Situation: A CEO says that she fills her time with too much, leading to pressure. She is concerned that by thriving on pressure she may be sacrificing quality. Additionally, she wonders whether she is trying to do too much. How do you improve your time management?

Advice from the CEOs:

  • The real key is creating priorities, and concentrating on these. As Brian Tracy indicates in The Creative Manager, geniuses know how to concentrate fully on one thing at a time. As a corollary, multitasking is the enemy of genius and quality – it sounds neat to say that one can multitask, but the reality is that this is wasting both focus and productivity.
  • Many of the Forum members revisit their priorities daily.
  • Consider the Quadrant paradigm from Steven Covey:
Quadrant 1

Urgent + Important

This is where top CEOs spend 20-30% of their time

Characteristics:

Reactionary

Deadline-Driven

Quadrant 2

Not Urgent + Important

This is where top CEOs spend 70-80% of their time

Characteristics:

Proactive

Planning Ahead

Quadrant 3

Urgent + Not Important (not on your high priority list)

Delegate These Tasks

Quadrant 4

Not Urgent + Not Important

Do Not Do These Tasks

Be Aware of Them and Watch to See if They Become Important or Urgent

  • Quadrants 1 and 2 represent the highest priority tasks, and only the highest priority tasks. Quadrant 3 represents lower priority tasks.
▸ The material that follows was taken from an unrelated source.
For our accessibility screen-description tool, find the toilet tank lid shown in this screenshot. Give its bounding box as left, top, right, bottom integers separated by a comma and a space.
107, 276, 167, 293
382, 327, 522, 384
Quadrant 4 is self-explanatory.
  • As CEO, delegate many of the Q1 items to staff and spend more time in Q2.
  • Do Not spend any time in Q3 and Q4. There may be times when it is necessary to do some Q3 tasks, but keep these to an absolute minimum.
  • Use the quadrants to better manage time. Take the existing task priority list and categorize each task in the appropriate quadrant. Within each quadrant, prioritize each responsibility. Get together with the management team and delegate these tasks as appropriate. All of the Q3 tasks are areas to delegate to the team and supervise their work.
  • One of the responsibilities of management is to be the firewall for the CEO. This means keeping all Q3 and Q4 tasks off of the CEO’s plate, and handling as many Q1 tasks as possible so that the CEO can concentrate on Q2 tasks.
  • Completing this exercise should yield immediate ways to reduce existing time management pressures.